There had previously been disagreements with Justice Minister Marco Buschmann (FDP) on the Infection Protection Act.

In addition, Lindner approved much less money than Lauterbach wanted to support health insurance.

In contrast to the first draft, the new version of the Nursing Care Act states that the Ministry of Health must regulate the requirements for determining the personnel requirements and determining the staffing via statutory ordinances "in agreement with the Federal Ministry of Finance".

This connection met with rejection among those involved.

Together with the German Nursing Council and the Verdi trade union, the nursing staff regulation 2.0 (PPR 2.0) on which the law is based was developed in order to define the actual need for care and to fill up the workforce accordingly, says the chairman of the German Hospital Society, Gerald Gass.

"But if the need now has to be based on the interests of the Minister of Finance, the actual need for care is of secondary importance at best:

The industry is confused

Similar criticism comes from the Nursing Council.

“What must not happen is that the priority is finances and not relieving the burden on the staff.

After all, that is our goal,” says its President Christine Vogler.

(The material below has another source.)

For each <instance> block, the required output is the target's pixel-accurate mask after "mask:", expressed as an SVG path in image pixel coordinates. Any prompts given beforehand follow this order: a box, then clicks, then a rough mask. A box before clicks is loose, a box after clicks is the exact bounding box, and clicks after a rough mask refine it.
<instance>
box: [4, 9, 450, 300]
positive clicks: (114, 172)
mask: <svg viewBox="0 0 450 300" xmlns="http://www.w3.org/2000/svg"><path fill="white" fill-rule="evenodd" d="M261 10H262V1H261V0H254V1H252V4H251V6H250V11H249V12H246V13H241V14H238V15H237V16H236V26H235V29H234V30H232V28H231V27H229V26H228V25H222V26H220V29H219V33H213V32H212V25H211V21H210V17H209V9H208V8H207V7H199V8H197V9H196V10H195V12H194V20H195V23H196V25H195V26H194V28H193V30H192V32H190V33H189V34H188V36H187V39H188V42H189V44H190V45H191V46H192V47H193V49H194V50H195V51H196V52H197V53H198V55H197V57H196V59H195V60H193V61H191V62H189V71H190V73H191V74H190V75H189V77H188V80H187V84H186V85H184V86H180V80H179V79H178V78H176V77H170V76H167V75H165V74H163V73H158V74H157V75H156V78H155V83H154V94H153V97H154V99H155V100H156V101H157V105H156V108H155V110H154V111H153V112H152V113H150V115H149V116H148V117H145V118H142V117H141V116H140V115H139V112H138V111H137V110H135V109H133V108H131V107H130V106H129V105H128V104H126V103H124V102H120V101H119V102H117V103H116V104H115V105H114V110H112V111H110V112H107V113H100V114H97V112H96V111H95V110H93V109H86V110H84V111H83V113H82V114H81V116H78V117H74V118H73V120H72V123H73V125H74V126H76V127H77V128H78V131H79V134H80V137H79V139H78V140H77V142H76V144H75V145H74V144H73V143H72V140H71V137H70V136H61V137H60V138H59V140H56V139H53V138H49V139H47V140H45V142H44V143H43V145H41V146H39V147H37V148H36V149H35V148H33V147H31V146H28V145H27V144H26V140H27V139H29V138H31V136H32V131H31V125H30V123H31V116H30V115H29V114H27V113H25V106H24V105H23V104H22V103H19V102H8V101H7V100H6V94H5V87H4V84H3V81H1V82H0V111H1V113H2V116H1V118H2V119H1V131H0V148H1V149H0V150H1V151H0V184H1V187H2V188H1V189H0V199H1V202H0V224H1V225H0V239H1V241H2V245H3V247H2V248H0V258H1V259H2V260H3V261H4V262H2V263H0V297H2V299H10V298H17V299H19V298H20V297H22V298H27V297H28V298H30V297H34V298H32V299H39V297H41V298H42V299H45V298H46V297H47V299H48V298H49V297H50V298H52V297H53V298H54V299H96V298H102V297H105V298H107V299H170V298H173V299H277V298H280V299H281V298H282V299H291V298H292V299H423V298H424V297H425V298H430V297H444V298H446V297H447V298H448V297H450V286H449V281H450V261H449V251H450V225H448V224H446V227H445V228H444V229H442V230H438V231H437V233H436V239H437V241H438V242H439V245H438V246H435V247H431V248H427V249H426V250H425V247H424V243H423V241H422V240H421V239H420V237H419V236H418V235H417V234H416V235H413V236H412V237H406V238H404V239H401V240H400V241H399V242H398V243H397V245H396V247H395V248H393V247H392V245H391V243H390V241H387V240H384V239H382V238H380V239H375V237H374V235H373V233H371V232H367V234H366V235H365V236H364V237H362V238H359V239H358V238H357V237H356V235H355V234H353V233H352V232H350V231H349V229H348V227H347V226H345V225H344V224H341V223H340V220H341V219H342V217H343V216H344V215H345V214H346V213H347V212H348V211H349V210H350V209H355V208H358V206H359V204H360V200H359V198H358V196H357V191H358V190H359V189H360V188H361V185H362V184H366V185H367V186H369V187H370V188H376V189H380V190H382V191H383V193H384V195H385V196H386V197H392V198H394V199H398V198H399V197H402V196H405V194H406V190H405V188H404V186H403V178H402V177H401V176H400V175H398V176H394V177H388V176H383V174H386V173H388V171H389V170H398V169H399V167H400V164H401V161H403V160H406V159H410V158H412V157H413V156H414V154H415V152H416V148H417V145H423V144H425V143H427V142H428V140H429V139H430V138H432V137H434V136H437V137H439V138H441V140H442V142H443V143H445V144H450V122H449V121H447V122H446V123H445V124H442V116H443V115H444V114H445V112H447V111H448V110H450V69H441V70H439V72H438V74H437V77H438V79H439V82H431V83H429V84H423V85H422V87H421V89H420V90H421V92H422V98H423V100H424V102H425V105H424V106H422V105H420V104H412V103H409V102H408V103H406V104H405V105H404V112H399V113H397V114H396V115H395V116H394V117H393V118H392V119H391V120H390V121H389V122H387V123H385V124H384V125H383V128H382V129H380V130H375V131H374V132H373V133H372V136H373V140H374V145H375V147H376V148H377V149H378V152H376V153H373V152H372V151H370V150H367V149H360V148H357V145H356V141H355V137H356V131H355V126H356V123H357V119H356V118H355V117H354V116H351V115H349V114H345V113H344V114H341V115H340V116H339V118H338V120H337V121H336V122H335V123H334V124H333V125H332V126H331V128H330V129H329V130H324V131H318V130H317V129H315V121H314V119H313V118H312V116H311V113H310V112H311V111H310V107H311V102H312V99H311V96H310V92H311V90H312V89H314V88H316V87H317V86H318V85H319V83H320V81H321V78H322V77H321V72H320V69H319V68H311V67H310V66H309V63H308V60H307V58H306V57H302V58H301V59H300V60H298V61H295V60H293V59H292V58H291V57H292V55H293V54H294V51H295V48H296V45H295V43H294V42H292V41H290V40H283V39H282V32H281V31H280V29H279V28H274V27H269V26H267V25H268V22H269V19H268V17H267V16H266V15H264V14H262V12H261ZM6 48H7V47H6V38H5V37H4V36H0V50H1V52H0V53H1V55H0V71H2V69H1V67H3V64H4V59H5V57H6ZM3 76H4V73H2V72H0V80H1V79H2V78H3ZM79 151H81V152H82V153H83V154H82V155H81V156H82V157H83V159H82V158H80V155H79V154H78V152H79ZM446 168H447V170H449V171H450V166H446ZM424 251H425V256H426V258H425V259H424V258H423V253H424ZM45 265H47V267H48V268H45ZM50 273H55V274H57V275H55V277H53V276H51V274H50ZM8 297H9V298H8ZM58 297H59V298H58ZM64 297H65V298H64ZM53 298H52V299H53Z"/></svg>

The industry is also irritated by this calculation in the template: "If 5000 nursing staff had to be hired from January 1, 2025 and if they were also available on the labor market, all cost bearers would be charged around 325 million euros."

There was talk of an increase by 40,000 to 80,000 employees.

According to the draft, each force costs 65,000 euros a year, so that 2.6 billion euros are actually necessary.

A total of 700,000 people are employed in nursing.

Gaß says of the 5,000 jobs: “That would be a maximum of three additional nurses per hospital or five minutes of additional care for the patients per treatment day.”

Nursing Council President Vogler also complains: "It remains to be seen whether there will really be better working conditions in hospital care." Gass already sees the whole PPR 2.0 in danger.

"The draft law takes the basic principle of a nursing staff requirement instrument ad absurdum," he says.

“This draft law is an attempt to minimize the existing shortage of skilled workers.

It is a signal to nurses that the problems are not being taken seriously.”